My husband and I didn’t pay much attention to our new status until we arrived for our room reservations at a city hotel. Guests crowded the common spaces. Apparently, more than one bridal party was staying on site. We had to wait for the young woman at the reservation desk to assist us.
“Would you mind taking a room designed for the disabled?” she asked. “It has a king-sized bed and is very convenient to the parking lot.”
We thought of another hotel when we had accepted a room with handhold aids in the shower and by the toilet. As long as we weren’t taking a space away from someone who needed the aids, we didn’t really care. “That would be fine,” we said.
The room had a low rack for clothing in place of a closet. So what. We dressed for our evening—dinner out and then a concert. We spent time walking around town, enjoying the nightlife. By the time we returned to our hotel room hours later, we were more than ready to go to bed. I climbed in first.
“David,” I called to my husband as he brushed his teeth in the bathroom. “There’s something odd about these sheets. I’ve never seen anything like them. They have an odd texture and they make noise.” Indeed, the sheets made a crinkling sound.
David came to climb in beside me. “You’re right,” he agreed. “What the heck??”
We looked at each other. “I think they’re rubberized,” I told him. “The assumption is that anyone who needs a room with aids may be incontinent.”
We started laughing. “Do we look that decrepit?” I asked. “Or did the huge wet spot in your pants give us away?”
David chortled. “Maybe it’s your urine-scented perfume. Look on the bright side, we can probably get Jello and Metamucil from room service.”
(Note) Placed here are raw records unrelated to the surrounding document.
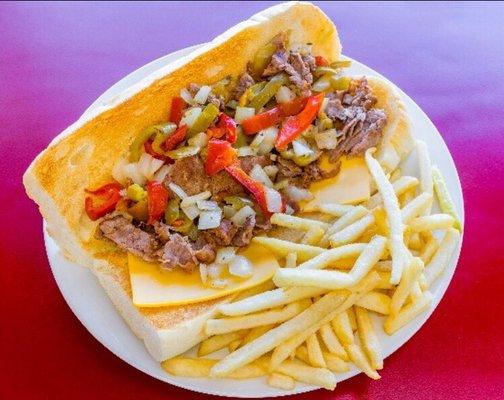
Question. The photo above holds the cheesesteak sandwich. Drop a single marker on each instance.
(161, 192)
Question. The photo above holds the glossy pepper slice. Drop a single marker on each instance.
(177, 109)
(157, 199)
(225, 126)
(295, 125)
(109, 194)
(254, 187)
(273, 116)
(220, 155)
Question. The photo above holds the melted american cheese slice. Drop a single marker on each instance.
(153, 287)
(350, 186)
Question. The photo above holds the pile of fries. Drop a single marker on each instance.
(314, 319)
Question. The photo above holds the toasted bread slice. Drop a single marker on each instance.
(84, 154)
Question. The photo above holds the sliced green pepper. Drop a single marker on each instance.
(162, 132)
(204, 120)
(268, 92)
(172, 211)
(183, 152)
(136, 193)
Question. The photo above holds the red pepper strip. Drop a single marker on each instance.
(110, 195)
(255, 188)
(157, 199)
(177, 109)
(273, 116)
(149, 150)
(294, 126)
(176, 138)
(220, 155)
(321, 61)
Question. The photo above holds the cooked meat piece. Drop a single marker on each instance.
(130, 238)
(287, 169)
(244, 82)
(193, 88)
(222, 185)
(298, 68)
(244, 234)
(189, 174)
(162, 231)
(221, 236)
(178, 253)
(248, 162)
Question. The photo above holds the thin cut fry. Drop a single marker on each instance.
(375, 301)
(444, 198)
(410, 276)
(281, 381)
(359, 359)
(438, 263)
(352, 231)
(315, 352)
(395, 322)
(431, 222)
(332, 343)
(225, 325)
(269, 299)
(425, 167)
(386, 191)
(368, 338)
(283, 247)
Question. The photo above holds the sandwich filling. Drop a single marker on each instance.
(233, 153)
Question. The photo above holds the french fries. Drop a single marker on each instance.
(443, 254)
(444, 198)
(283, 247)
(386, 191)
(225, 325)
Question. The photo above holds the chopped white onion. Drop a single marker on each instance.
(268, 142)
(162, 172)
(190, 116)
(301, 148)
(177, 190)
(118, 171)
(243, 113)
(297, 194)
(199, 140)
(228, 211)
(225, 255)
(240, 266)
(285, 95)
(203, 273)
(241, 216)
(184, 93)
(207, 205)
(258, 174)
(246, 151)
(202, 95)
(190, 200)
(219, 283)
(209, 219)
(191, 211)
(327, 139)
(215, 270)
(271, 170)
(273, 200)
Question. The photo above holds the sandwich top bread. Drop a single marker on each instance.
(160, 191)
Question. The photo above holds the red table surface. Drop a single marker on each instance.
(56, 58)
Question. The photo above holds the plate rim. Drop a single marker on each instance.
(114, 90)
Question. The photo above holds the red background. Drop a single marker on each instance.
(56, 58)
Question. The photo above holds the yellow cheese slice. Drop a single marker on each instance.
(153, 287)
(350, 186)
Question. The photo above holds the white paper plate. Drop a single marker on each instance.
(91, 305)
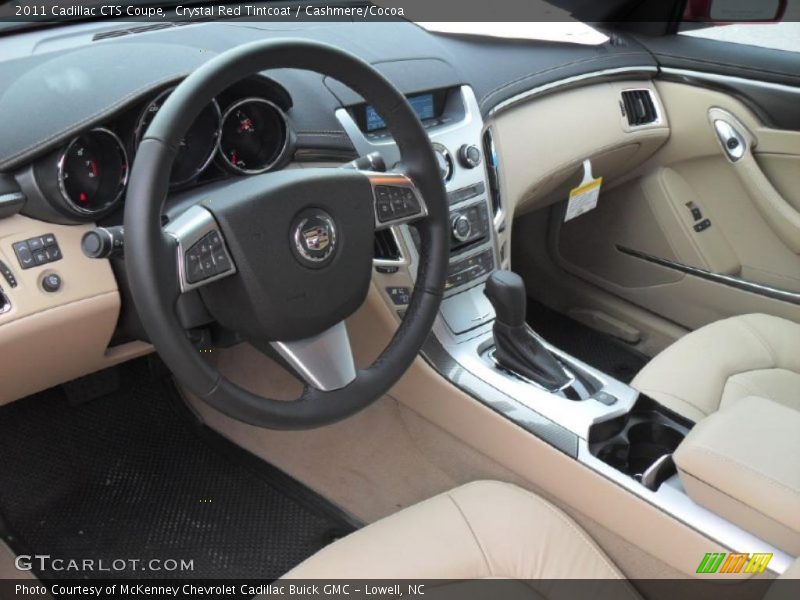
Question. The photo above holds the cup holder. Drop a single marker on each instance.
(640, 444)
(647, 443)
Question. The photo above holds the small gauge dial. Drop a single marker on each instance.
(253, 137)
(93, 171)
(198, 145)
Problems such as incontinence are most easily tolerated with laughter, although unflattering assumptions made about seniors or people with physical differences can certainly be annoying when the assumptions don’t fit. We all want to be treated as valuable individuals, not generic populations. Rubberized sheets could be a discreet option. We could have been forewarned of the accommodation by the reservation clerk. But instead of being offended, we might as well laugh; it’s good for the heart.